Postman collections are versatile machine-readable representations of what is possible with an API. As with other formats like OpenAPI and RAML, Postman Collections allow you to define the surface area of an API, providing a definition that can be used throughout the API lifecycle. This allows Postman collections to help developers design, mock, deploy, test, document, and secure APIs with a variety of services and tooling. Collections provide an executable and shareable representation of an API that helps reduce friction along the way.
Many features of Postman collections help drive the development of APIs—similar to OpenAPI—but a few key elements also help developers to be more successful while working with existing APIs, developing entirely new APIs, and moving legacy APIs forward for each new version. The cornerstone elements of reference style Postman collections are as follows.
- Folders – The ability to organize API requests into folders, nesting and organizing them, helps reduce the cognitive load when it comes to getting up and running with an API.
- Verbs – Being able to define GET, POST, PUT, PATCH, and DELETE HTTP verbs specifies the vocabulary nuance of different API paths, allowing each resource to be properly understood and executed as part of a collection.
- Path Parameters – Defining the parameters that are used in the path of each API request provides a dynamic element to returning the results users are looking to receive.
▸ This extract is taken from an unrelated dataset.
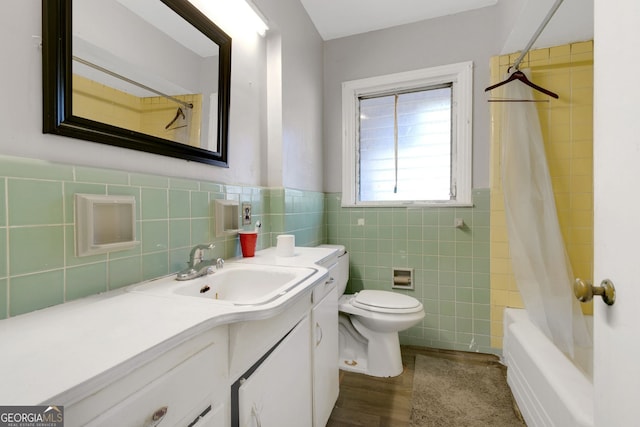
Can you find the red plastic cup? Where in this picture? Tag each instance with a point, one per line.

- Query Parameters – Being able to define each of the individual query parameters that can be passed as part of each API request allows users to shape requests to get the data and content they need.
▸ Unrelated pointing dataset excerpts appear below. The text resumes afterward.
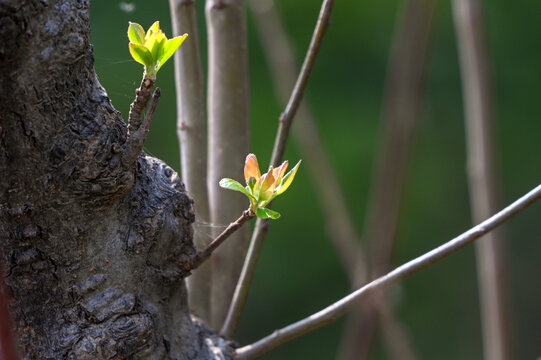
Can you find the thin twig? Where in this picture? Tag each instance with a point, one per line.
(282, 63)
(334, 311)
(483, 174)
(401, 113)
(137, 137)
(204, 254)
(260, 229)
(192, 139)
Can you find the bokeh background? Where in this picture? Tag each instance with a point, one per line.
(299, 272)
- Authorization – The ability to authenticate with APIs using any of the common patterns, including, but not limited to API keys, OAuth, Basic Auth, AWS Auth, and more keeps API access from collections secure.
- Headers – Allowing API collection creators and users to add and manage the headers that are passed in with each request controls structure and routing, determining how an API is engaged with.
- Body – Providing full control over the body for each request allows the collection creator or user to maximize the ways in which POST and PUT requests are put to use in a collection.
- Cookies – Mimicking the behavior across websites by allowing cookies to be included along with each request acknowledges that APIs are an evolution of the web, and that JSON, XML, CSV, and HTML are relevant responses.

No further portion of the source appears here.